Flickr Photo Download: Executioner Blues | Outtakes.365

Image shared on Flickr via a creative commons license by Stephan Geyer.

This may start off sounding like criticism, but it isn’t, more like a lack of an applicable critical language.

At the point I started writing this blog post, in my eyes #suchtweet had lost a lot of its artistic and realistic credibility – the characters were tweeting at a party, about secret things, to each other, about each other, knowing that everyone can see them. There was earlier, hideous, product placement (more later), and the language had turned from the irritatingly truncated to an odd kind of a poesy, apart from Juliet, who got even more screechy

It was really unrealistic.

(24) Twitter / @hannahnicklin/Such_tweet

But so’s Hollyoaks, lots of people watch that.

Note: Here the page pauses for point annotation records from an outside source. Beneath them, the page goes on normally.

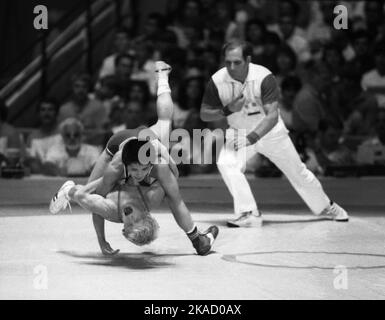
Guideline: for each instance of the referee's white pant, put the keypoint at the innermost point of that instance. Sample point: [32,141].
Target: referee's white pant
[279,149]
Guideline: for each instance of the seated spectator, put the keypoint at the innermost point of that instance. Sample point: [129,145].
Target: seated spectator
[319,31]
[290,87]
[255,31]
[310,104]
[372,150]
[334,60]
[286,63]
[9,137]
[358,107]
[145,66]
[187,16]
[374,80]
[294,38]
[268,58]
[47,135]
[70,156]
[374,15]
[362,61]
[106,93]
[153,28]
[124,65]
[327,149]
[11,149]
[121,46]
[135,111]
[89,111]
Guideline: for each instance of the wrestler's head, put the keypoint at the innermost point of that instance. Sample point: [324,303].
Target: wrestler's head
[136,157]
[139,226]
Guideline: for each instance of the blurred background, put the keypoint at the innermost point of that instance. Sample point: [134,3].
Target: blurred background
[65,90]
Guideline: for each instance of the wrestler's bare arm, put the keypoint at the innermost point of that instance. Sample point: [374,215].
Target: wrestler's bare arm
[170,186]
[111,176]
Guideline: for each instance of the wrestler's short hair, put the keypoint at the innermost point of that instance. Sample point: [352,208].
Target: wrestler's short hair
[131,152]
[142,232]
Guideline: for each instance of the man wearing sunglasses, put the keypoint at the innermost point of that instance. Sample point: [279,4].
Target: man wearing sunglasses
[124,159]
[70,156]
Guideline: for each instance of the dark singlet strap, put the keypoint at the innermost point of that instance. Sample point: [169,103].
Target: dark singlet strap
[143,199]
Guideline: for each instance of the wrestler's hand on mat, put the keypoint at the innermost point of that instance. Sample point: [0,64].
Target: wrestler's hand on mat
[106,248]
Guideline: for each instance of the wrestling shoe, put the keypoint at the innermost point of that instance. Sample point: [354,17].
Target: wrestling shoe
[335,212]
[203,242]
[247,219]
[60,200]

There’s a danger my criticism becomes irrelevant, and that’s the point at which it’s not about language skill, understanding of the form, theatre or performance. It’s just a story everyone knows, threading into people’s lives.

Such Tweet Sorrow is no longer about the quality or nature of storytelling (art), this is about the power of familiar stories and love.

People love, love. They love the idea that they might give up so much for something so beautiful. They love the idea of love at first sight, and that someone as simple, or normal as they might be fated for someone. And they love to see this in a place they visit, an intimate and constructed space that they go to each day – it’s more inside them (I believe that as we reconstruct ourselves in these online spaces we build others into us), their lives, than film or theatre ever is.

We go through our lives feeling not enough, half of what we should be, the stories shilled by marketing, capitalism and the gaps left by the loss of what the post-modernists termed grand narratives (religion, class, the state) make sure of that. To want to believe in completion is understandable.

Maybe that’s what Romeo and Juliet should be about.